The step method receives obs, reward and done from the environment before the action is performed, and this method receives these parameters after the action is performed. Train works by using a (state, action, reward, next state) tuple, so in this scenario, the fact that step receives an observation from before the action is performed means it builds state and returns action, and the fact that learn receives an observation from the environment after the action was performed means it can build next state and calculate the reward. This is what guarantees that the training works.
- obs: An observation from the environment. For more info, check the env section.
- reward: The reward given by the environment when the agent performs an action. Don't confuse it with the agent's reward.

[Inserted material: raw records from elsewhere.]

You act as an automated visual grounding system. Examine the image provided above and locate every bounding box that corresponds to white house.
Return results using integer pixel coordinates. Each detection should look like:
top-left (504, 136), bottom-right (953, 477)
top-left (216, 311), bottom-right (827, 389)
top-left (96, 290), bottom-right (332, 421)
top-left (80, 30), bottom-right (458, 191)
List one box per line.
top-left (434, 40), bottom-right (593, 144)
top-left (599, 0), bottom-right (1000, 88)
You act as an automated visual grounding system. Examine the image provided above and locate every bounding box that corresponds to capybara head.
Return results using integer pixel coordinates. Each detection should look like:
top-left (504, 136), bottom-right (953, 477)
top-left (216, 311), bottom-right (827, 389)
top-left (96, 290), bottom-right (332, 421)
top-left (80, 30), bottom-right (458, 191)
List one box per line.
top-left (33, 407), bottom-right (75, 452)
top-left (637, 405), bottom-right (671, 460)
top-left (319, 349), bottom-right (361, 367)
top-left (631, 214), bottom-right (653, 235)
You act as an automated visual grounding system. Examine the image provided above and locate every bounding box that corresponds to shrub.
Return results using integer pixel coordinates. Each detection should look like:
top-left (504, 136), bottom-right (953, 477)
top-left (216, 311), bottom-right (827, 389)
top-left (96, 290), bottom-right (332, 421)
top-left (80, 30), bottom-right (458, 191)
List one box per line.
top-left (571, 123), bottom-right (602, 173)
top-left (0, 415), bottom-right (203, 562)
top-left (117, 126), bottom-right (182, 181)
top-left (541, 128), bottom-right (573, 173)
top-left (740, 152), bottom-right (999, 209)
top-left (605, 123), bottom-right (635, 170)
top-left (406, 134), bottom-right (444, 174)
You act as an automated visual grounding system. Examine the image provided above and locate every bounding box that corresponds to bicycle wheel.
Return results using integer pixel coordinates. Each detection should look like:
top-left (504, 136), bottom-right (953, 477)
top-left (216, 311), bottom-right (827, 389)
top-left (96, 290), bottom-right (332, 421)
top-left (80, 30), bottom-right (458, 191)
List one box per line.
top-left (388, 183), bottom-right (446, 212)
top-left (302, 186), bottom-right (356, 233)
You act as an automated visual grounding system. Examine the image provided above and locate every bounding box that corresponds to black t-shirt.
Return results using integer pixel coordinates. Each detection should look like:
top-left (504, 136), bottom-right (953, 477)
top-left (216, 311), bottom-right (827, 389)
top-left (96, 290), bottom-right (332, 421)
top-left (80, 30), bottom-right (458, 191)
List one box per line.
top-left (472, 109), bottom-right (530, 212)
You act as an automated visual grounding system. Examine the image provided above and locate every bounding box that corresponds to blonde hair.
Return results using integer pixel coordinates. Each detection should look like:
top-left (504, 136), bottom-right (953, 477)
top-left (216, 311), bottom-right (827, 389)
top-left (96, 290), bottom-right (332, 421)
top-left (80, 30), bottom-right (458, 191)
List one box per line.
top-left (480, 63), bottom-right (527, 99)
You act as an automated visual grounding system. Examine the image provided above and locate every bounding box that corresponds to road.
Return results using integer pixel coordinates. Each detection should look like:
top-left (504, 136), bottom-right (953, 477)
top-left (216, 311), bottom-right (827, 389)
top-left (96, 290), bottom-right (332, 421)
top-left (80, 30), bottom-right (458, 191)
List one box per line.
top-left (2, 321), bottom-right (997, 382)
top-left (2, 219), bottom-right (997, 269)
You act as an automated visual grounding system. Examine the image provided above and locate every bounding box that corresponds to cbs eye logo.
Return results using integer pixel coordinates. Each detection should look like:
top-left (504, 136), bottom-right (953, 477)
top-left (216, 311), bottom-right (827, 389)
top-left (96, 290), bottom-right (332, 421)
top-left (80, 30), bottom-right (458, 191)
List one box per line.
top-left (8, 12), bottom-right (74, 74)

- done: Boolean value returned from the environment that tells whether the current match/episode has finished or not.
This is an abstract method that must be implemented by your agent. It's responsible for getting an action index from the agent's model and returning it. To do so, this method should build the current state of the environment, which is used by the model to choose an action.
The learn method receives obs, reward and done from the environment after the action is performed, and this method receives these parameters before the action is performed. Train works by using a (state, action, reward, next state) tuple, so in this scenario, the fact that step receives an observation from before the action is performed means it builds state and returns action, and the fact that learn receives an observation from the environment after the action was performed means it can build next state and calculate the reward. This is what guarantees that the training works.
It's also important to note that this method should set the agent's self.previous_action parameter to the action index that it will return, and self.previous_state to the state used to choose this action.
- obs: An observation from the environment. For more info, check the env section.
This is an abstract method that must be implemented by your agent. This works just like step, but instead of simply getting an action index from the model, it should make the model predict an action index, instead of using an exploration/exploitation method. More details on the urnai.models.
This method should set the agent's self.previous_action parameter to the action index it's going to return.